Após discorrer sobre a doutrina do Direito Natural, Hart conclui que parte considerável
do ponto de vista teleológico sobrevive em alguns dos modos pelos quais pensamos os seres
humanos, como por exemplo, ao identificarmos certas coisas como necessidades humanas boas
ou ruins. O que fundamenta este modo de pensar é a aceitação de que o fim do ser humano é
sua sobrevivência, sendo esta característica elemento central do Direito Natural.

Diante disso, pode-se concluir que existem regras de conduta que viabilizam para
qualquer organização social, sendo estas regras algo em comum do direito e da moral de
qualquer sociedade. Hart chama esses princípios de conduta reconhecidos universalmente, de
conteúdo mínimo do Direito Natural.

Assim, para entendermos esse mínimo de interação entre o direito e a moral, devemos
analisar as características salientes da natureza humana sobre as quais este mínimo se baseia:

I) Liberdade: todos os homens têm o igual direito de serem livres.

II) Vulnerabilidade humana: devido a fragilidade física humana, surge a necessidade


de regras protetivas. Dentre estas se destacam as que restringem o uso da violência para matar
ou causar ofensas corporais.

III) Igualdade aproximada: para que exista entre os homens exige um sistema de
abstenções mútuas e de compromissos, que está na base das obrigações jurídicas e morais.

V) Altruísmo limitado: como os seres humanos pretendem não só o bem, mas também
o mal ao próximo, torna-se necessário um sistema de abstenções recíprocas.

V) Recursos limitados: os recursos naturais necessários à sobrevivência humana têm


sua existência limitada. Esse fato, potencial gerador de conflitos, exige regras mínimas de
propriedade.

VI) Compreensão e força de vontade limitadas: a sanção não deve ser o motivo normal
de obediência, mas uma garantia de que aqueles que obedeceriam voluntariamente não serão
sacrificados pelos que não obedeceriam. Assim, o esperado e recomendável é o cumprimento
voluntário das regras, sendo prevista (e aplicada) sanção apenas em caso de descumprimento.

São estas verdades que motivam a existência de um núcleo jurídico e moral mínimo,
sem o qual as regras sociais confrontariam de tal modo com a natureza e objetivos humanos,
que seriam de quase impossível aceitação ou obediência.

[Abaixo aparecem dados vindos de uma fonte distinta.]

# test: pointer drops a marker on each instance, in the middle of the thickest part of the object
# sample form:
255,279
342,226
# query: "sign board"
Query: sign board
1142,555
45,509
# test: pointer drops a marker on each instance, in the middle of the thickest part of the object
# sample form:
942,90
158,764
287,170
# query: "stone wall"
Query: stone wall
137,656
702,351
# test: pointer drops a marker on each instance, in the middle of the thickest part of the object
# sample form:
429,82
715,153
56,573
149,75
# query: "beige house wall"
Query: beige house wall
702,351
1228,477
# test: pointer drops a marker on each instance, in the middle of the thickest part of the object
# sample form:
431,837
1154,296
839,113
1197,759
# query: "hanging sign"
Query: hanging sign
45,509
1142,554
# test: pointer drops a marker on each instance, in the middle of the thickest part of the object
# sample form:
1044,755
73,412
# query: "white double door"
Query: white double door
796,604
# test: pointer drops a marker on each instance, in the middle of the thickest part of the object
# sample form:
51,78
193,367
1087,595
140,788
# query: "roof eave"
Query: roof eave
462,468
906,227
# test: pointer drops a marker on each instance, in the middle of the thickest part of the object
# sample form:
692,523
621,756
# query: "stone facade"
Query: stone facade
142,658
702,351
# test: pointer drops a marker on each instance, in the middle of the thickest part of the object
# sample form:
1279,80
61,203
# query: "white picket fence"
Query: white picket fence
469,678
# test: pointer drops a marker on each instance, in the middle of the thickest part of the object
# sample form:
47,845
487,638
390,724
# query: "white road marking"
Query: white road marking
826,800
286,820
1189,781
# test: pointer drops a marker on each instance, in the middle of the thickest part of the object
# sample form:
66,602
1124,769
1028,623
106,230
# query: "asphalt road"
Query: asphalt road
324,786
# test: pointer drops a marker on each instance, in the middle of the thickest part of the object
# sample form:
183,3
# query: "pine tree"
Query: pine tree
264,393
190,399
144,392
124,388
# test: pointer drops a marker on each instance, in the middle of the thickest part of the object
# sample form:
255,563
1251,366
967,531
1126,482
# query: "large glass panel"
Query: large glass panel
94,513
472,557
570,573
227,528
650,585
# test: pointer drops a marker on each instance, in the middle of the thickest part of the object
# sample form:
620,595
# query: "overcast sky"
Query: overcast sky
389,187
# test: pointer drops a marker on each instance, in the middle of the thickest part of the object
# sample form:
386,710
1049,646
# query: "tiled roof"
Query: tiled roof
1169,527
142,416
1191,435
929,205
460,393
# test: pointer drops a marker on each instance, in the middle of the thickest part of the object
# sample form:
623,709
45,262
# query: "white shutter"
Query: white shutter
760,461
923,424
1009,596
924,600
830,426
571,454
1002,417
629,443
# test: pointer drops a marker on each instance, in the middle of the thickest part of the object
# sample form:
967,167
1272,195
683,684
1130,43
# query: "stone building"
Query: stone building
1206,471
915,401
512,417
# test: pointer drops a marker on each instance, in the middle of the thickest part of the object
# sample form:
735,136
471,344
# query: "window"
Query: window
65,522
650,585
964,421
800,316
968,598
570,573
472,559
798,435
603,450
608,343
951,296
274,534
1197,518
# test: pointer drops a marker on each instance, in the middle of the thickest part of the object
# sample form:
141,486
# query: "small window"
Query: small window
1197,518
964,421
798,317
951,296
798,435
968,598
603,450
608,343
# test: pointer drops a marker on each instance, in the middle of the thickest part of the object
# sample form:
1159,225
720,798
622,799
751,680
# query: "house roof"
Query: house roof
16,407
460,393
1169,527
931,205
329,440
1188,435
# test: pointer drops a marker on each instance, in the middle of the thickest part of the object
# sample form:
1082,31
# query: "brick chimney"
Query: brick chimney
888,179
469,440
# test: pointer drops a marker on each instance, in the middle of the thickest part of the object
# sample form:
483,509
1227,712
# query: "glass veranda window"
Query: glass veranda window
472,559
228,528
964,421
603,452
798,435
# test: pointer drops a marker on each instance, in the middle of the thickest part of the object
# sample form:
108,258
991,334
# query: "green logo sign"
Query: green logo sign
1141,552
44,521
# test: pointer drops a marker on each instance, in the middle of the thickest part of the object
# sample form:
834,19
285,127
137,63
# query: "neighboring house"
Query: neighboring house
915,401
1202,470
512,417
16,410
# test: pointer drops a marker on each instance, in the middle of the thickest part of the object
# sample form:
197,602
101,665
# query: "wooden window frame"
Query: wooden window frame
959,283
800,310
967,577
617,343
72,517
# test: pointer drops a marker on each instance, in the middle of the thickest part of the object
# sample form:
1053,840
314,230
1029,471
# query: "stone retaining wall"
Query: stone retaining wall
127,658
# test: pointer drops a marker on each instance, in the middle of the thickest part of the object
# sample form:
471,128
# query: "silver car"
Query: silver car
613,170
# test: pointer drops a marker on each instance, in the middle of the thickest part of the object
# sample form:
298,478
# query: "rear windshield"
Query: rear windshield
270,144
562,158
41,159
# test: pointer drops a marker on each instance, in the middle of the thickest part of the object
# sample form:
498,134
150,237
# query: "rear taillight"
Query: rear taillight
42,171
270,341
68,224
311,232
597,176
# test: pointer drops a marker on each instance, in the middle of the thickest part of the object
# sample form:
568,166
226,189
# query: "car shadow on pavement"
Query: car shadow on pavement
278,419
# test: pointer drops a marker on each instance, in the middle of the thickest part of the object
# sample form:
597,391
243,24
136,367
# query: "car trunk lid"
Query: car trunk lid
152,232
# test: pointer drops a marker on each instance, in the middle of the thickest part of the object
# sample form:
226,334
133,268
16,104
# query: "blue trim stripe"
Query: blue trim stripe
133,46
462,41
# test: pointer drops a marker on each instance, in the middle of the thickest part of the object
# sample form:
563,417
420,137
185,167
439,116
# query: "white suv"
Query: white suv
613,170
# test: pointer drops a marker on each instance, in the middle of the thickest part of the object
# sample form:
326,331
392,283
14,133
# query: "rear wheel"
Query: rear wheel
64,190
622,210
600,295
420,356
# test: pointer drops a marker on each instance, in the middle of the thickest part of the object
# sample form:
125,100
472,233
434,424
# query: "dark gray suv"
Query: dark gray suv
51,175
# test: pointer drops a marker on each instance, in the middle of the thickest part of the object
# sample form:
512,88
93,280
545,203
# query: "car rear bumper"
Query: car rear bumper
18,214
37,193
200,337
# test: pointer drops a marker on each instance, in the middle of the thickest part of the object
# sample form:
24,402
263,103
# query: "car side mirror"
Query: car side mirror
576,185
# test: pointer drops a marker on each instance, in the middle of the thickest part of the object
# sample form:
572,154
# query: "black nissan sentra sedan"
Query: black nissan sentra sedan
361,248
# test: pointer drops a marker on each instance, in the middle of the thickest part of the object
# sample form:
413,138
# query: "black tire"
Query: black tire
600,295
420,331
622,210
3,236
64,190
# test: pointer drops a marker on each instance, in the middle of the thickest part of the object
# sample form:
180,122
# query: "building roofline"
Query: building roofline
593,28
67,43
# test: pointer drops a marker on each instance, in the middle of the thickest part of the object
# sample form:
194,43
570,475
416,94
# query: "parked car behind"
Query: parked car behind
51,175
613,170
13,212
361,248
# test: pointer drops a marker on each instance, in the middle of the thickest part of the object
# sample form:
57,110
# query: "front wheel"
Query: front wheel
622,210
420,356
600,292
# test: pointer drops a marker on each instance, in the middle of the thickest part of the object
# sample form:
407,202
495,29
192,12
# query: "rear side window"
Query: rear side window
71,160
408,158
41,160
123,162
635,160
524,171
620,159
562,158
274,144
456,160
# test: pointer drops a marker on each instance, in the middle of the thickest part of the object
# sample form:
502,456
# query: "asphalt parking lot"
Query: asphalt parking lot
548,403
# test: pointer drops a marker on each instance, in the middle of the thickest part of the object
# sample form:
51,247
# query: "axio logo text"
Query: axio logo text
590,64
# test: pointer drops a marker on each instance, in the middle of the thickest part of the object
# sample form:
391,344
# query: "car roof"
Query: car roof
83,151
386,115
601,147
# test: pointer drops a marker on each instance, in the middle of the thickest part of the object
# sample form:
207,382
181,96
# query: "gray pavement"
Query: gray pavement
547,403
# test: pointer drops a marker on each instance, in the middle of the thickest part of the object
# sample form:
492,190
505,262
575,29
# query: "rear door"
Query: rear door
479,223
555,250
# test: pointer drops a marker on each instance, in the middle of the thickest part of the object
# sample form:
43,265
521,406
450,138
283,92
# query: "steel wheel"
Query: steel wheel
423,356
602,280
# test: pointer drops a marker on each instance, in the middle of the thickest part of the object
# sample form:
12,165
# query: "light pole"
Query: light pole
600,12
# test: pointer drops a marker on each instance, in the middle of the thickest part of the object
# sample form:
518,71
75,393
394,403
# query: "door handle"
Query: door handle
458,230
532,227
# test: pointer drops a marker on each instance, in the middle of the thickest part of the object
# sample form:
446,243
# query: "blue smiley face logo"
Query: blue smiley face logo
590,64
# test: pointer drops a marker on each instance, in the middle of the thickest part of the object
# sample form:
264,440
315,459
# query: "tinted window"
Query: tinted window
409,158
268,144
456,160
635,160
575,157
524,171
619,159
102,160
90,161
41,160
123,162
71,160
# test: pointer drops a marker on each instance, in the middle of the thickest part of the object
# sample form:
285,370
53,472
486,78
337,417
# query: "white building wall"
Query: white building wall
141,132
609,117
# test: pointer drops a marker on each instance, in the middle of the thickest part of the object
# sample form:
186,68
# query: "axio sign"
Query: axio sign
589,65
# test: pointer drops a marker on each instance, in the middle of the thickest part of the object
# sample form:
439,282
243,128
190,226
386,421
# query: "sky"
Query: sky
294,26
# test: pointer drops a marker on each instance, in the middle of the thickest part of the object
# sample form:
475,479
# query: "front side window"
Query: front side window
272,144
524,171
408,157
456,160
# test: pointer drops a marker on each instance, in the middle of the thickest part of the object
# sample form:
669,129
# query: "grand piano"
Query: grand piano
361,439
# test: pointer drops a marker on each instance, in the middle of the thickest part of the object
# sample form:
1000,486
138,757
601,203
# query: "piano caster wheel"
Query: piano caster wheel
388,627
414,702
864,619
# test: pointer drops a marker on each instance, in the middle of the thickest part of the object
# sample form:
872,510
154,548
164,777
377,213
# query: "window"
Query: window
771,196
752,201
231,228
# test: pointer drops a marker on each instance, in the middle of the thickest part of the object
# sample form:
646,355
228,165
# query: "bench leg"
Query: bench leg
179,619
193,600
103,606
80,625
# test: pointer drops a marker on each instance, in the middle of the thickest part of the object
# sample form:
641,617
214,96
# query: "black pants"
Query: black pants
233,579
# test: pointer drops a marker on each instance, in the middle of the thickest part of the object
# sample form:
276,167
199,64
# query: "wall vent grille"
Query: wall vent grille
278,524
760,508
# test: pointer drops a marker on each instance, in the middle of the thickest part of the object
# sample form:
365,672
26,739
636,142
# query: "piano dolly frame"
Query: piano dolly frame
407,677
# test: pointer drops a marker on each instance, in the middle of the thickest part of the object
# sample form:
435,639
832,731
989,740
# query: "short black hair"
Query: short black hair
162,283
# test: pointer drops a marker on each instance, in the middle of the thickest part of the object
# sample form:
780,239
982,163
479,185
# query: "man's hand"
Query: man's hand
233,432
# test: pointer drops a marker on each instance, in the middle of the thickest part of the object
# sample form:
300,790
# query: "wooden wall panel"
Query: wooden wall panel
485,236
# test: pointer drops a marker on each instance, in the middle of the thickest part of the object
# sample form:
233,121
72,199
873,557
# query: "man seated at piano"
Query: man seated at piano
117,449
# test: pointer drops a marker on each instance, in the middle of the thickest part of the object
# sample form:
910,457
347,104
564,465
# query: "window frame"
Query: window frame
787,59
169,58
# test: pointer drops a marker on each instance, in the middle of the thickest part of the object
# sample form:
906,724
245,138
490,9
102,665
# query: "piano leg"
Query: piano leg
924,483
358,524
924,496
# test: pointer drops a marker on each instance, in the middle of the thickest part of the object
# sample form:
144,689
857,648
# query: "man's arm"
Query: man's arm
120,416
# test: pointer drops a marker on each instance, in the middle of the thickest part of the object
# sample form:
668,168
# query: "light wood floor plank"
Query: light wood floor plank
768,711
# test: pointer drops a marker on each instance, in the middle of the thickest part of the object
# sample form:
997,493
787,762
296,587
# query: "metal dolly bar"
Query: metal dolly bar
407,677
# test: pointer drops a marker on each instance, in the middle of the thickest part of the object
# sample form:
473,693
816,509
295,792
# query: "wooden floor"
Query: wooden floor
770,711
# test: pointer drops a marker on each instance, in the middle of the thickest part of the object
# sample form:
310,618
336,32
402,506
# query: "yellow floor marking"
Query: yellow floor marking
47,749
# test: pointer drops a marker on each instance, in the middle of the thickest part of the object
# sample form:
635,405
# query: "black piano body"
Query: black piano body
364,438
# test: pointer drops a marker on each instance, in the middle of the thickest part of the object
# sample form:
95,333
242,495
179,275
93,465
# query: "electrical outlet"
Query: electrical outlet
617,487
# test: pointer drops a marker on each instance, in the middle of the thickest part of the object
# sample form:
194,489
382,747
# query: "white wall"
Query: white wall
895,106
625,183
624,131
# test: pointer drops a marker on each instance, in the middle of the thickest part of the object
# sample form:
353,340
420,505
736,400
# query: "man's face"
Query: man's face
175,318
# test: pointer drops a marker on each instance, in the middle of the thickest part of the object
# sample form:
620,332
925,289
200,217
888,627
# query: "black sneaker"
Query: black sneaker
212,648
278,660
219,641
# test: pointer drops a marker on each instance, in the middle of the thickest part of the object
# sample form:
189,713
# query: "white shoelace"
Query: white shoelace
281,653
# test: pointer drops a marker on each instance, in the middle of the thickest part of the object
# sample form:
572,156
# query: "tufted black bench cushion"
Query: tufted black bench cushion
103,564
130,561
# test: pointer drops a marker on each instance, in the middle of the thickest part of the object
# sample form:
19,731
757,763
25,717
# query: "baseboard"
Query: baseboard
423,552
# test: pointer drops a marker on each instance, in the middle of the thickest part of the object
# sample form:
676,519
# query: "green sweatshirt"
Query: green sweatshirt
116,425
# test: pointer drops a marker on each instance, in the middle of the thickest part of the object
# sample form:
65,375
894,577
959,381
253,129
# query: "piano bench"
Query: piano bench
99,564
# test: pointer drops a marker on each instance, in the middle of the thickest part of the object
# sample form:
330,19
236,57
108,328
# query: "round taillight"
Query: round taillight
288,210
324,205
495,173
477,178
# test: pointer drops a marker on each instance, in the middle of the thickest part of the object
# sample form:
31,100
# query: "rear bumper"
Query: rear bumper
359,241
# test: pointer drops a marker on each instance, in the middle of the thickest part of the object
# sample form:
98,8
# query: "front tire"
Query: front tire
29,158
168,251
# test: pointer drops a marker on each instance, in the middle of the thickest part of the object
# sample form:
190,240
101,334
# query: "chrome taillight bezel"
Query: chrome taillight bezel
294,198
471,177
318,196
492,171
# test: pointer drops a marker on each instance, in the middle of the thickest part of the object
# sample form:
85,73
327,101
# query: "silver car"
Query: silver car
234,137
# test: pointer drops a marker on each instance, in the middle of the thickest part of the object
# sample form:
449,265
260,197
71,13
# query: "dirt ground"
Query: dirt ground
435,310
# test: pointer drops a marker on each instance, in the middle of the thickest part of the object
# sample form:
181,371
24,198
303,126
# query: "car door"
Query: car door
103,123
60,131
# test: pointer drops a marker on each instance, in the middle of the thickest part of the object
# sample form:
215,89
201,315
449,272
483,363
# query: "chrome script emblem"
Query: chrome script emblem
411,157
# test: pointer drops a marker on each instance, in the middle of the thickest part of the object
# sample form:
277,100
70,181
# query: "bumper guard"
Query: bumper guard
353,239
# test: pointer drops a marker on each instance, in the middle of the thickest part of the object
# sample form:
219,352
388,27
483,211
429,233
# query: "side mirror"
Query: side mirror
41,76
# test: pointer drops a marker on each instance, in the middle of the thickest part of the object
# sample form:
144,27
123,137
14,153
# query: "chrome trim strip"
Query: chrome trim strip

De modo a exaurir o estudo acerca do que pretende ser a comprovação da conexão


entre o direito e a moral, Hart aponta seis outras formas pelas quais esta relação pode ser
demonstrada:

I) Poder e autoridade: para que ambos sustentem um sistema jurídico, deve haver uma
aceitação moral do povo.

II) Influência da moral sobre o direito: para uma regra valer, ela deve estar de acordo
com a moral. Isso comprova que Hart tem um posicionamento juspositivista inclusivo. Isso porque
inclui uma certa moral na Regra de Reconhecimento.

III) Interpretação: recorrendo ao conceito de "textura aberta do direito", Hart defende


que diante da necessidade de interpretação das leis, os juízes ponderam e aplicam valores
morais da sociedade.

IV) Crítica do direito: críticas morais não podem tirar a validade da regra, mas podem
fazer com que as regras mudem.

V) Princípios de legalidade e justiça: há na legalidade uma moral interna (isso reflete


várias características das regras).

VI) Validade jurídica e resistência ao direito: Hart defende um conceito de direito no


qual se incluem regras jurídicas contrárias à moral social.